Messages travel at different speeds depending on the type of neuron. For example, a signal from the brain telling the left foot to move must first traverse a synapse between the brain and a spinal chord motor neuron. The signal traverses another synapse at the base of the spinal cord and travels along a peripheral motor neuron which connects with muscles which move the foot. The brain requires many synaptic transmissions in the thought processes leading up to the decision to move the left foot.

Each synaptic transmission is comparatively slow, requiring about half a millisecond each. The nerve impulse moving down the motor neuron in the spinal cord travels at 70-80 m/s. Finally the impulse is delivered to the muscle through the peripheral motor neuron at a speed of 120 m/s or 430 km/h.

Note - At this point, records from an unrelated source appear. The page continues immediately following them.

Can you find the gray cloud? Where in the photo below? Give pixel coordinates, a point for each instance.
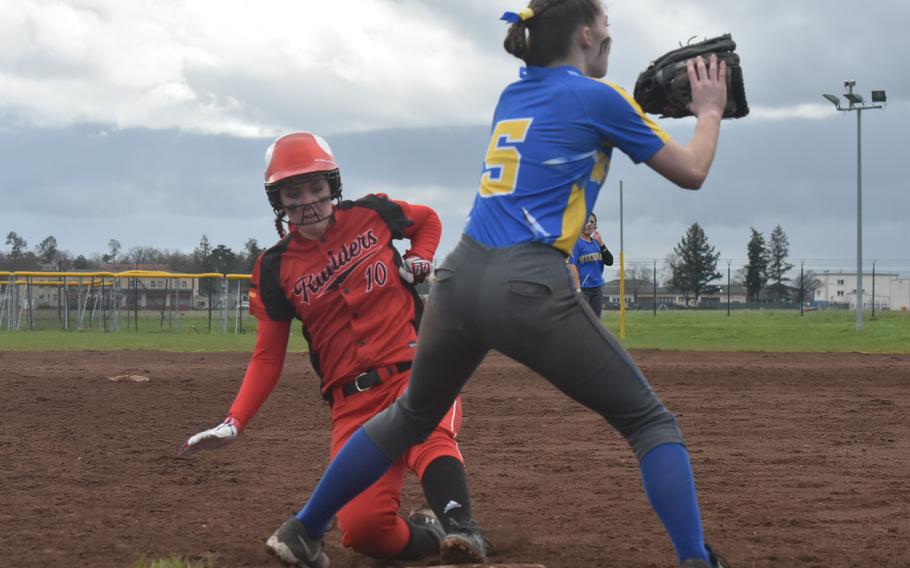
(147, 122)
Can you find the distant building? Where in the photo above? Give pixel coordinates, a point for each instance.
(891, 292)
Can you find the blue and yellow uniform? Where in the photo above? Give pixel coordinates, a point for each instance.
(589, 260)
(550, 148)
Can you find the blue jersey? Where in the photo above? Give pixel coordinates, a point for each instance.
(589, 261)
(550, 148)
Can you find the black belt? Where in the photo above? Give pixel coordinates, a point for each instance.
(367, 380)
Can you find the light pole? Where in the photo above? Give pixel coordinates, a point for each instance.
(856, 103)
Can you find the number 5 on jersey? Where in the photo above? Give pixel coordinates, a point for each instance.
(503, 158)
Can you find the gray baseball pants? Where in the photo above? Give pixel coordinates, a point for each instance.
(520, 301)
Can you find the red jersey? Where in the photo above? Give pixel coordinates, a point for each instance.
(344, 287)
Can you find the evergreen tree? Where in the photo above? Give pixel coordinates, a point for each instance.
(17, 245)
(757, 268)
(47, 250)
(224, 260)
(778, 252)
(202, 262)
(114, 246)
(695, 263)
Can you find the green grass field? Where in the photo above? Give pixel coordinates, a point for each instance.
(747, 330)
(764, 330)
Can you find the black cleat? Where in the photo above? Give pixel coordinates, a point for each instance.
(714, 561)
(292, 545)
(463, 544)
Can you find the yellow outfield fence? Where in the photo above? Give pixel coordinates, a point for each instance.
(132, 300)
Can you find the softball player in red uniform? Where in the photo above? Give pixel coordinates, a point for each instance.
(338, 273)
(506, 285)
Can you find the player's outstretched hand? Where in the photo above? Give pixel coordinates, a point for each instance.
(709, 85)
(220, 435)
(415, 269)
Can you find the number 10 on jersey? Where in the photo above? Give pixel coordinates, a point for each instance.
(503, 158)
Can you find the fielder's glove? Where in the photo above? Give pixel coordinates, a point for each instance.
(220, 435)
(414, 269)
(663, 88)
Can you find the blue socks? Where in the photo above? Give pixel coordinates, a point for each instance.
(358, 465)
(667, 477)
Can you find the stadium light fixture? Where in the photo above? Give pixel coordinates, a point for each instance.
(858, 104)
(834, 100)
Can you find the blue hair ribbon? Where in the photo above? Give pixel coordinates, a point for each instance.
(521, 16)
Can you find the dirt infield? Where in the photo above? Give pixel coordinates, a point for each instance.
(800, 460)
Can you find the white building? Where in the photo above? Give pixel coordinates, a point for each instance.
(885, 289)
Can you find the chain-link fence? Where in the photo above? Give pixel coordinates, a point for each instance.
(132, 301)
(646, 284)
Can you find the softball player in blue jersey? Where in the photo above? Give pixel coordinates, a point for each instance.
(586, 265)
(506, 286)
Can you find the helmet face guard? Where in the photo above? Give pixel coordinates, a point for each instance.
(274, 194)
(296, 155)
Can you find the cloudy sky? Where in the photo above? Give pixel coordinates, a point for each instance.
(147, 121)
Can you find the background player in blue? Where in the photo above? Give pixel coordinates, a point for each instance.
(506, 285)
(586, 264)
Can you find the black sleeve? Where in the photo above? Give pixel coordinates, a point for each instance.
(389, 211)
(276, 304)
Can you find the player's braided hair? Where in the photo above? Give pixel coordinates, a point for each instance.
(546, 36)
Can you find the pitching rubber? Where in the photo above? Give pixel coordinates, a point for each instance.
(483, 566)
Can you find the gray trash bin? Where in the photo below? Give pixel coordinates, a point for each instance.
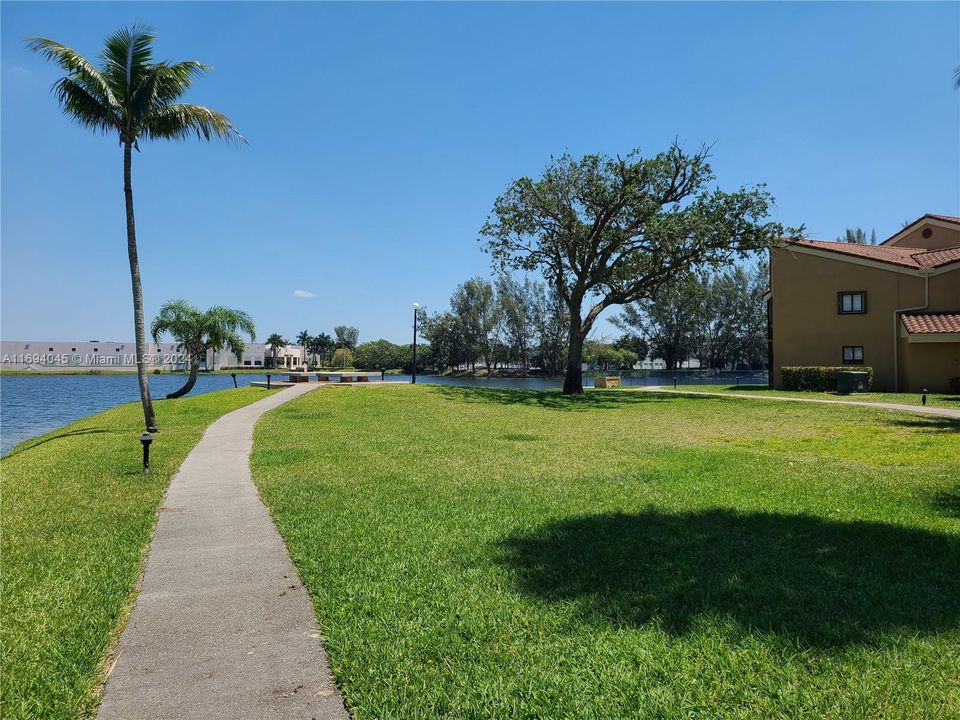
(849, 381)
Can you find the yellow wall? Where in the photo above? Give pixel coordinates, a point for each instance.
(807, 329)
(927, 365)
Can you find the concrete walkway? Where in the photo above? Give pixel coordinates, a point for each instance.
(222, 627)
(922, 409)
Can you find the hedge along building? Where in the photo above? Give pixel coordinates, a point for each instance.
(894, 307)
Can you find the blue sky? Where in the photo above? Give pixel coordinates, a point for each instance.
(380, 135)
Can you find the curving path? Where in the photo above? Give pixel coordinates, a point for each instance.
(222, 627)
(920, 409)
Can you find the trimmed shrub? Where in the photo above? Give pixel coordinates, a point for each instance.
(819, 377)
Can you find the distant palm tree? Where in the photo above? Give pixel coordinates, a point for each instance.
(323, 344)
(197, 331)
(303, 339)
(276, 341)
(136, 98)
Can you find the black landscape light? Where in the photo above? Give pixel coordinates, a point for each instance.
(145, 440)
(413, 376)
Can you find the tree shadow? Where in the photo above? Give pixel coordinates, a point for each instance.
(556, 400)
(927, 423)
(947, 501)
(30, 444)
(807, 580)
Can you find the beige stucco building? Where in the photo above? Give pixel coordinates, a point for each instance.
(894, 307)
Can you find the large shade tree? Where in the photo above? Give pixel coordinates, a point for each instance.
(197, 331)
(131, 96)
(609, 231)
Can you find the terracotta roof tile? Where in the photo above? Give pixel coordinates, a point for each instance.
(910, 226)
(893, 254)
(924, 324)
(936, 258)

What is perhaps most interesting is that, because so many synaptic transmissions take place in making a decision, it takes longer to think about moving a muscle than it does to actually move it. Reflex actions are much quicker than deliberate actions because they do not require thought. Here only one synaptic transmission takes place (in the spinal cord) between the sensory neuron and the peripheral motor neuron, thus bypassing the brain. The sensation may actually reach the brain after the motor reflex action has taken place!
Just a few years ago, scientists thought that neurons worked on an ‘all-or-nothing’ basis like computer circuits. This would have meant that neurons are only ever on or off and that they have no individual ability to carry more detailed information. Now we know our neurons are far more advanced than this. As well as sending a signal, neurons can carry information about the strength and qualities of the signal and influence the type of reaction they generate in other neurons. One neuron can even modulate the signal being sent between two other neurons. In fact, the communication between neurons accounts for the majority of the brain’s activity.
On average, only 10% of the inputs to a neuron come from the rest of the body or from lower parts of the brain’s hierarchy of operations. The rest is taken up by an enormous network of relationships with fellow neurons, all constantly providing feedback to each other ‘ the brain’s round-the-clock conversation with itself.